BAKTIĞIM YERDEN


Hikâyeler genelde iki karakter üzerine yoğunlaşır. Bende bu genellerden biri olmak isterdim ama çok erken yaşta rüyaların gerçek olmadığını anladım. Kim derdi bir insan hayatında yalnız bir kere sever. Ne doğru demiş meğer de biz anlamamışız. Canım benim Ozan’ım ne çok sevmişim seni ne çok değer vermişim oysaki o kadar terstik ki birbirimize sen bana erken ben sana geç kalmışken ne çok önemsemişim seni sen beni sevmeden.

Bana bugün anlattın ya geçmişinden bir parça şimdi anlıyorum neden sana bu kadar bağlandığımı, her şeye rağmen yanında dimdik durabildiğimi. Neydi kızın ismi doğru söylememiştin ismini unutmuştun güya nasıl başlamıştı, ha hatırladım sen ve ağabeyin İzmir’e gitmiştiniz iş için bir ay kadar orda kalman gerekiyordu, ilk gittiğin güngörmüştün onu şirket sahibinin kızıydı senden çok hoşlanmıştı değil mi?
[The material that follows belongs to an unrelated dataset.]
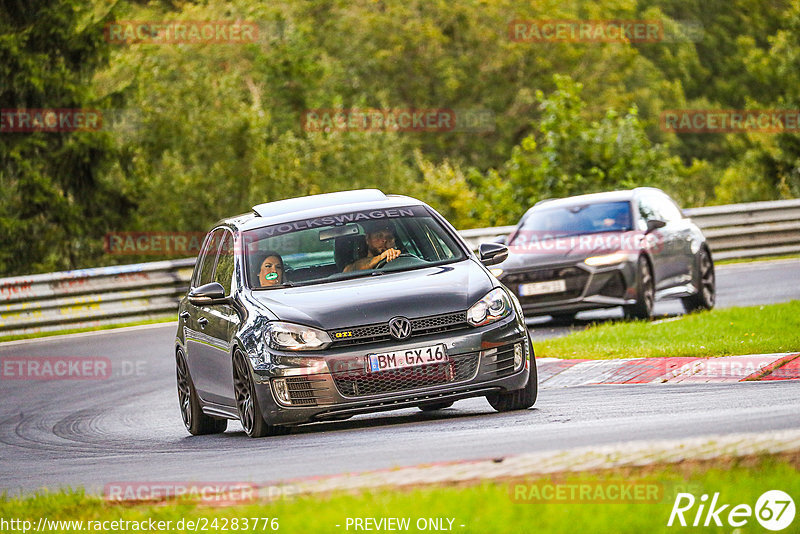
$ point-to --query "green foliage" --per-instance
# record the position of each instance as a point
(725, 332)
(57, 199)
Olaylar sen gelmeden beş gün önce başlamıştı İstanbul’a karar kılınmıştı artık sevgiliydiniz.

Fakat mesafe size engel oluyordu görmemek hissetmemek sizin için zor zanaattı sevgi böyle bir şey değil mi? Adı bilinmez kız dayanamadı hasretine çağırdı İzmir’e sende deli dolu genç ya atladığın gibi İzmir’de. Aynı evi iki buçuk sene paylaşmak daha 16 yaşındayken boyundan büyük işlerle uğraşmak ah Ozan’ım ne kadar güzel bir başlangıcı ne kadar büyük bir hayal kırıklığına uğrattın. Ozan kızın evinde yaşamaya başlar kız ailesinden ayrı kendi dünyasında yaşayan 18 yaşında biri, ismi önemli değil. Aradan zaman geçer bir yıl İzmir’de yaşarlar anlaşmışlardır severler birbirlerini fakat artık yer değiştirme vakti. İstanbul güzel yerdir taşınırlar Ozan herhangi bir işte çalışmamaktadır kız ise babasının ortak olduğu şirketi yönetmektedir. Ozan’a başta zor gelmese de sonraları bunun utancını yaşar kız için sorun yoktur.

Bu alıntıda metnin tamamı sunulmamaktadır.